BUYER'S MARKET: During Friday's Budget, Finance Minister Tharman said that it was still "too early" to relax property cooling measures. Experts predict that prices and transaction volumes will continue to slide this year.


    Feb 24, 2014

    It's still cold in PropertyLand

    WITH the property market cooling measures expected to stay in place for now, prices and transaction volumes will likely continue on their downward trajectory, said experts.

    During Friday's Budget, Finance Minister Tharman Shanmugaratnam said that it was still "too early" to relax the measures, given the run-up in prices in the last four years, and that the Government would continue monitoring the situation and adjust the measures accordingly.

    It was a letdown for property players, who were hoping to see policies such as the additional buyer's stamp duty (ABSD) rolled back.

    "The non-changing of the policies basically creates a buyer's market for another one year or so... Serious buyers will be able to buy a property at a fair discount," said PropNex Realty's chief executive, Mr Mohamed Ismail.

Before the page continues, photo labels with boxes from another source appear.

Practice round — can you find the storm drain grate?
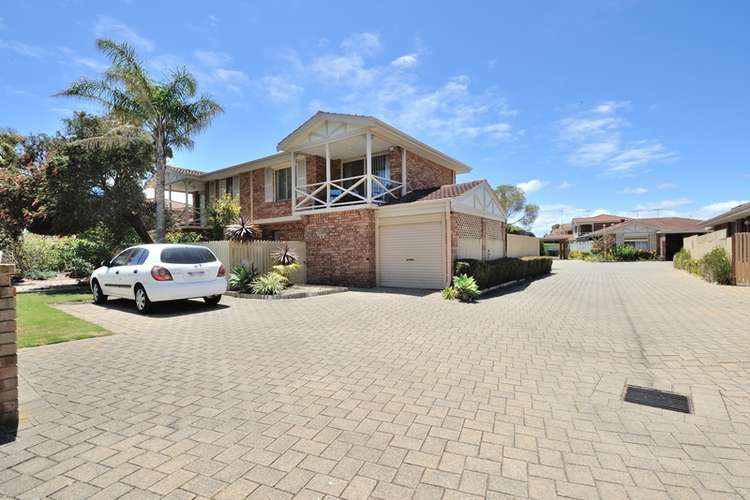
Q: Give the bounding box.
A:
[625,385,690,413]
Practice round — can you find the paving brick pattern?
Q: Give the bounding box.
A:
[0,262,750,500]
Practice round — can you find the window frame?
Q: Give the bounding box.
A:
[273,166,292,202]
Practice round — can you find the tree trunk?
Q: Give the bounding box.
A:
[122,212,154,244]
[154,134,167,243]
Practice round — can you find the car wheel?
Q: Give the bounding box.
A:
[135,286,152,314]
[203,295,221,306]
[91,281,107,304]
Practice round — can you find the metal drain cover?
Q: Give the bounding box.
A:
[625,385,690,413]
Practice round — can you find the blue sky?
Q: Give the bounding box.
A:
[0,0,750,232]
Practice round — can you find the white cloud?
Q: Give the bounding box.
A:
[557,101,677,174]
[0,39,47,59]
[635,197,691,211]
[259,75,305,102]
[73,57,108,71]
[516,179,549,194]
[259,33,523,143]
[94,16,154,52]
[391,54,419,68]
[594,101,630,115]
[341,33,383,55]
[193,50,232,66]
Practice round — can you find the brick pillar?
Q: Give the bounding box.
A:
[0,264,18,435]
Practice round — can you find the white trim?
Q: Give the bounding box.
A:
[253,215,302,224]
[365,130,372,203]
[401,146,407,196]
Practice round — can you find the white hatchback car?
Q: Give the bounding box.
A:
[91,244,227,313]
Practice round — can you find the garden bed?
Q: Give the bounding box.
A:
[224,285,349,300]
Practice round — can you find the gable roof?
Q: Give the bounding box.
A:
[276,111,471,174]
[572,214,629,224]
[702,202,750,227]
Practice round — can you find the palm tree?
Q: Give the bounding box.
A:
[56,39,223,243]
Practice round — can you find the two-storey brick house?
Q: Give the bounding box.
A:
[163,112,505,288]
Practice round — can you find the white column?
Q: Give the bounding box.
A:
[326,142,331,208]
[365,132,372,203]
[401,147,406,196]
[290,152,297,214]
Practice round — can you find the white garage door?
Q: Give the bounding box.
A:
[378,216,446,289]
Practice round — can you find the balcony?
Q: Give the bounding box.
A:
[294,174,401,212]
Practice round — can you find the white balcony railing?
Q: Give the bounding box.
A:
[294,175,401,212]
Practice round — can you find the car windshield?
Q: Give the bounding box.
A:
[161,247,216,264]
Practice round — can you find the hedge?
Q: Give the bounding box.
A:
[456,257,552,290]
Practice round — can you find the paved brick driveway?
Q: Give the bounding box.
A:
[0,262,750,500]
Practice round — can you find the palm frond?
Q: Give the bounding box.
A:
[165,68,198,100]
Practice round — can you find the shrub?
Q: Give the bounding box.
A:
[65,257,94,279]
[229,265,258,292]
[251,272,286,295]
[164,231,203,243]
[612,245,639,262]
[440,286,458,300]
[672,248,700,274]
[224,216,261,243]
[456,257,552,290]
[25,271,57,280]
[568,250,591,260]
[208,194,240,240]
[700,247,732,285]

    Mr Ismail said yesterday that "marginal corrections" can be expected, with prices for public housing dipping 5 to 8 per cent this year, brought about by an onslaught of supply.

    For private property, prices will slide around 2 to 3 per cent, as investors stay away because of the ABSD, he noted.

    Mr Nicholas Mak, director of research and consultancy at SLP International, said the market will "continue on its current trajectory", with demand and prices continuing to cool.

    Mr Mak estimated that prices should fall by between 5 and 10 per cent this year.

    But he noted that there is still "quite a lot of demand and liquidity", with potential buyers waiting on the sidelines for the cooling measures to be lifted.

    Meanwhile, transaction volumes could fall by 10 to 20 per cent this year, Mr Mak estimated.

    Mr Ismail said: "The market will remain very cautious, with the volume of transactions not having a revival or any improvement compared to last year."

    Mr Alan Cheong, director for research and consultancy at Savills Singapore, said that foreign investors playing in the high-end market will look to put their money elsewhere.

    "The Chinese economy is a bubble, and the question is when it will burst. In the meantime, we are restricting the flow of cash (from Chinese investors) into the Singapore economy. So, basically, we are going into hibernation way before winter," he said.